Professor Paulo Nunes also highlights other women who tell the story of the Amazon in the 21st century, such as Monique Malcher, from Santarém, who won the Jabuti Prize in the Short Stories category for the book "Flor de Gume" (2020).
He also states the importance of other writers, as Giselle Ribeiro, Isadora Salazar and Rosângela Darwich.
Local publishers develop precious work
Based in Bragança, northeastern Pará, the publisher Pará.grafo, owned by writer and editor Denis Girotto de Brito, prints classics and new classics, such as "Cabaré dos Bandidos" (1989), by Salomão Larêdo, and "O Cheiro dos Homens" (2019), by Marcos Samuel Costa.
It's a small operation, mostly outsourced, but focused on discovering new authors without letting the old ones being forgotten.
In some years, Brito manages to publish seven books. In others, the number of publications was not more than one.
He says it is a rewarding job, but also challenging.
"The main obstacle is logistics, as we have great difficulty distributing these books. From here, I can supply bookstores in Belém and a few ones in the State of Pará. So, the strength of our work is the internet, as Amazon company. Logistics is complicated in a continental-sized state and the number of bookstores in the region is very small, this scenario makes it difficult. We try to sell the book as affordable as possible, so we try to sell it for less than R$ 50. Eighty percent of our books are available in e-book version, which also helps. Besides, we are always opening calls for new authors", says Girotto de Brito, who runs the company with his wife, both of them do a little of everything.
Characters from contemporary Belém arrive in France
Unlikely much of the region's canonical literature, writer Edyr Augusto Proença's focus is not on forests, rivers and beings of flesh or imagination.
It is in the dead of night on the streets of Belém that he seeks inspiration for his characters, among criminals and escort girls, always filled with a lot of perversion and sensitivity, between crimes and love.
For "Os Éguas" (1998), Edyr won the Caméléon Prize from the University of Lyon and became a success in France, with several subsequent works also translated to French.
"I'm amazed at the level of foreign interest in the stories, but I'm from Belém and my dream is that my own people read my book. I want people to recognize the streets where the stories take place", he confesses.
Edyr Augusto, who also writes theatre plays, says that he managed a theater that operated in the red-light district of the capital of Pará.
There, he used to always talk to everyone around, for instance, a friendly drug dealer or a stressed car watcher.
Not being judgmental to anyone, he realized that people were approaching, getting things off their chests, complaining about life and telling stories.
"You learn the cadence of the melody, the speech, the stories, the vocabulary. I don't want the reader to read a chapter and go to sleep. Every writer has their own method and mine is quite delirious, frenetic.

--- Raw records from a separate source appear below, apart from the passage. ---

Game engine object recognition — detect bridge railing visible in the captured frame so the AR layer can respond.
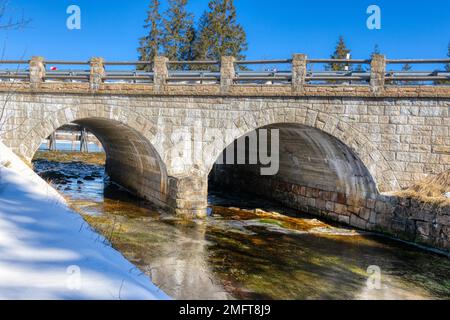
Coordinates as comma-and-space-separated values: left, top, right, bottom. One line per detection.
43, 60, 90, 82
103, 61, 153, 83
166, 60, 220, 84
234, 59, 293, 84
0, 60, 29, 81
385, 59, 450, 85
0, 55, 448, 93
305, 59, 372, 85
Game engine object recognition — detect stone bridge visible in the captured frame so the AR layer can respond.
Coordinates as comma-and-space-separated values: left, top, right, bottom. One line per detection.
0, 55, 449, 250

I write like someone who lives that in real time and I don't plan anything. I think about the first 15 lines at most, because they are decisive for the reader to continue", he reveals.
Known for his short paragraphs and quick sentences, Edyr Augusto is also notable for the merciless hyperrealism how he describes Belém. There are those ones who criticize him, but he keeps calm and very aware of his role:
"Some people complain a little that I say not very nice things about my city. But I think the opposite. Once someone told me that my journalistic vein resulted in books as a high dose of denunciation. And that's what the artist does. If I write something, I also think about showing the world as it is, in the hope that it can be changed for the better".